According to a press release, both industry titans have come together to design HBCUv. This online learning program will allow HBCU students to take courses for college credit and connect with peers and scholars from historically Black institutions across the country. Students will have access to the exciting resource beginning in 2023.

“One of the biggest advantages of online education is the sheer volume of data generated,” Edward Smith-Lewis, the vice president of strategic partnerships and institutional programs at UNC, told Inside Hired. “There are literally thousands of data points that HBCUv can track and analyze not just to predict challenges, but to match students with courses that fit their learning style or give faculty deeper insights into who their students really are.”

During the program’s pilot phase, around 8,000 will be able to test the groundbreaking resource at nine HBCUs. Clark Atlanta University, Dillard University and Jarvis Christian College are among the initial group of institutions that will adopt the remote learning program.

UNCF and Deloitte Digital, a creative strategy and tech consultancy company, plan to extend the service to other Black universities and colleges in the future. Eventually, students will have the option to take courses or complete their entire degree online.

HBCUs were drastically impacted during the height of the COVID-19 pandemic in 2020. Schools were forced to switch to remote learning amid the crisis, but many weren’t equipped with the proper tools to develop online infrastructure for students. In particular, small and privately owned HBCUs struggled to adapt to the unforeseen shift.

“When you are a small institution, and you’re just trying to keep your doors open, and you don’t really have money to upgrade infrastructure or to invest [in] platforms,” said Robert Palmer, chair of educational leadership and policy studies at Howard University. “It’s just not a priority because you don’t have the resources.” Fortunately, the initiative has received more than $10 million in funds from the Karsh Family Foundation, the Lilly Endowment, and the Bill & Melinda Gates Foundation for its development.

In addition to online classes, UNCF leaders hope the platform will help foster a sense of community among Black students.
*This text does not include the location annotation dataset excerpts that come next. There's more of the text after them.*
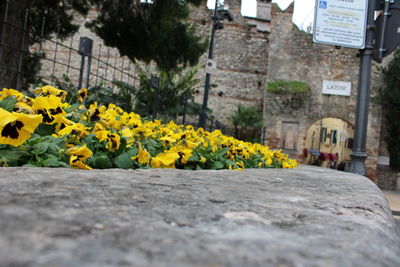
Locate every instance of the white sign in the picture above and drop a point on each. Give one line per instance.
(211, 66)
(340, 22)
(336, 88)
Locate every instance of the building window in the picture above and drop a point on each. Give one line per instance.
(289, 135)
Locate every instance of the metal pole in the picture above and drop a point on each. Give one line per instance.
(69, 55)
(97, 69)
(88, 71)
(155, 83)
(386, 14)
(358, 156)
(105, 72)
(21, 51)
(55, 54)
(3, 29)
(81, 72)
(203, 113)
(37, 68)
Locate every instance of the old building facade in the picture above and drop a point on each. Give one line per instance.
(252, 52)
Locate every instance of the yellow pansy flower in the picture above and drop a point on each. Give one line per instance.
(83, 152)
(165, 160)
(143, 157)
(48, 107)
(49, 90)
(16, 128)
(82, 94)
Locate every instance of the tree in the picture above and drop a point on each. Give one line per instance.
(174, 97)
(15, 44)
(140, 30)
(390, 97)
(150, 31)
(248, 122)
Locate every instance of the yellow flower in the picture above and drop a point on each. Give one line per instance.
(203, 159)
(22, 107)
(165, 160)
(143, 156)
(113, 139)
(49, 90)
(11, 92)
(76, 163)
(48, 107)
(82, 94)
(16, 128)
(83, 152)
(76, 128)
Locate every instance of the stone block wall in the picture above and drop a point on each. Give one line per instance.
(68, 60)
(293, 56)
(241, 54)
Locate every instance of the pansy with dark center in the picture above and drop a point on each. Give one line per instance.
(11, 129)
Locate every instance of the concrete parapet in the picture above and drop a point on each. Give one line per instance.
(308, 216)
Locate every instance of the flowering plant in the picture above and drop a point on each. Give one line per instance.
(46, 131)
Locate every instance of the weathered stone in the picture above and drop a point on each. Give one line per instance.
(270, 217)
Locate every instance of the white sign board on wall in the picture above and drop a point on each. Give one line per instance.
(340, 22)
(336, 88)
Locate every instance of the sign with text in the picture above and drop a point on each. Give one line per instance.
(340, 22)
(336, 88)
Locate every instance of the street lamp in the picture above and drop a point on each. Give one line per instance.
(217, 17)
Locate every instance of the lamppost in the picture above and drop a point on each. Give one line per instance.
(358, 156)
(215, 25)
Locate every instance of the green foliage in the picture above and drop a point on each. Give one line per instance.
(390, 100)
(148, 32)
(248, 122)
(123, 95)
(292, 94)
(175, 89)
(8, 103)
(288, 87)
(38, 151)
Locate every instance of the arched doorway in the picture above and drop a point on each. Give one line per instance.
(329, 142)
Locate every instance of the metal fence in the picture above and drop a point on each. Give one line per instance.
(84, 62)
(79, 59)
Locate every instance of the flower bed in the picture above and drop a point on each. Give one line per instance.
(46, 131)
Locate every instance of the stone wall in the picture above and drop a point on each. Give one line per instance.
(293, 56)
(241, 54)
(306, 216)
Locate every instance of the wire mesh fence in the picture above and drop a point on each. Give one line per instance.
(38, 59)
(30, 58)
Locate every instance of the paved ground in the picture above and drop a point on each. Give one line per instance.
(393, 197)
(307, 216)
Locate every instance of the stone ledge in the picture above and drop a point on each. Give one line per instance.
(303, 217)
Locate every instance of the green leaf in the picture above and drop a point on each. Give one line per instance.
(40, 148)
(217, 165)
(194, 157)
(72, 107)
(99, 161)
(31, 164)
(133, 151)
(52, 161)
(124, 161)
(13, 156)
(222, 152)
(44, 129)
(8, 103)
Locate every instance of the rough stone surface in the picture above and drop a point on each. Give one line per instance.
(303, 217)
(293, 56)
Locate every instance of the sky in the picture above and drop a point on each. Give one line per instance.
(303, 15)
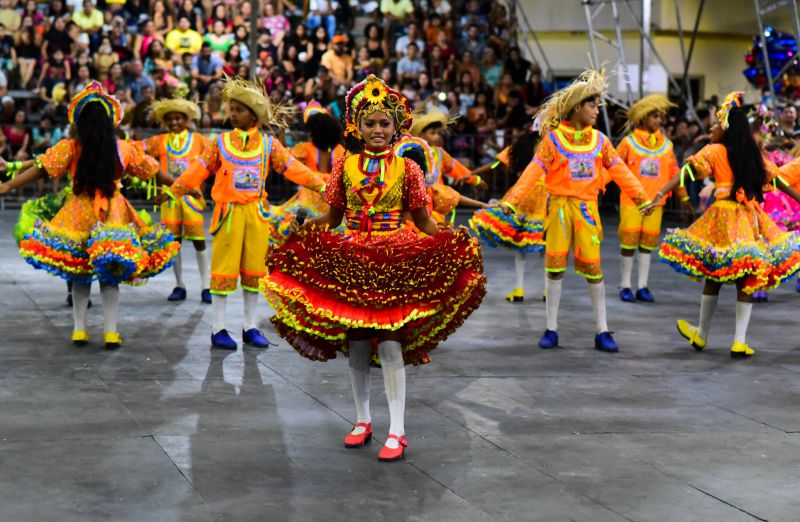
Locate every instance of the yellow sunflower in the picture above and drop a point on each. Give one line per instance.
(375, 92)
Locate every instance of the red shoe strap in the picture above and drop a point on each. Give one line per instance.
(399, 438)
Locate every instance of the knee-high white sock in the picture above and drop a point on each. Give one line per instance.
(708, 303)
(394, 379)
(110, 296)
(553, 289)
(519, 266)
(218, 309)
(80, 302)
(250, 302)
(597, 291)
(359, 377)
(202, 267)
(178, 269)
(742, 319)
(625, 269)
(644, 269)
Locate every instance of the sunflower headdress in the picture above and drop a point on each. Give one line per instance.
(163, 107)
(253, 96)
(558, 106)
(648, 105)
(94, 93)
(733, 99)
(373, 95)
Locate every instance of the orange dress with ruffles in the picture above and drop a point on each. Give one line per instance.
(378, 274)
(734, 238)
(94, 237)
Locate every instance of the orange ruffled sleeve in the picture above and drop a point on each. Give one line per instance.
(58, 158)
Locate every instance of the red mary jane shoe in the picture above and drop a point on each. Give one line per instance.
(356, 441)
(388, 454)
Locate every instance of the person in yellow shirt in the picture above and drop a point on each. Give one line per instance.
(241, 160)
(184, 39)
(576, 162)
(648, 154)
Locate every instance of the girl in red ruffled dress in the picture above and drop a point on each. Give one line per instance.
(378, 293)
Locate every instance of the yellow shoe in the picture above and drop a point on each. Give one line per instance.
(741, 351)
(689, 332)
(80, 337)
(112, 340)
(517, 296)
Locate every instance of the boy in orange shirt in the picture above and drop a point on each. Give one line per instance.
(648, 154)
(577, 162)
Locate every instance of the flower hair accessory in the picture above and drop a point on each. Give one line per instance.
(94, 93)
(373, 95)
(733, 99)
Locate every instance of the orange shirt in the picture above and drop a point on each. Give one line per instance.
(176, 151)
(712, 162)
(306, 153)
(576, 164)
(241, 161)
(651, 159)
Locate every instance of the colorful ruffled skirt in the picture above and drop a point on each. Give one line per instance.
(732, 241)
(77, 246)
(522, 231)
(783, 210)
(322, 284)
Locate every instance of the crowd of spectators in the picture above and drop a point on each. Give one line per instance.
(457, 56)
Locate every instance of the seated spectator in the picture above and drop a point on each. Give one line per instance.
(206, 68)
(409, 67)
(277, 24)
(338, 62)
(219, 38)
(9, 16)
(183, 39)
(412, 36)
(322, 13)
(473, 43)
(376, 45)
(136, 81)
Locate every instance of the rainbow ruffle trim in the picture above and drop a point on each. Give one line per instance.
(514, 232)
(762, 266)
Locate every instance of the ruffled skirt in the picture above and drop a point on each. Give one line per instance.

HBCUv will offer several courses taught by notable Black scholars from across America. The online learning resource will include courses on Black history, political science and race relations, among other subjects.

“This isn’t just about getting more classes online. It’s about providing a safe space for Black joy and expression, giving students an opportunity to find their ‘tribe’ of people, and inspiring students of all ages by showing them Black leaders who are part of the same HBCU legacy,” Julian Thompson, the director of the strategy for UNCF’s Institute for Capacity Building, said in a statement. “HBCUv will do this by embedding the culture, community, and commitment to Black excellence embodied by HBCUs into a unique online experience that will form the foundation of the future of Black education.”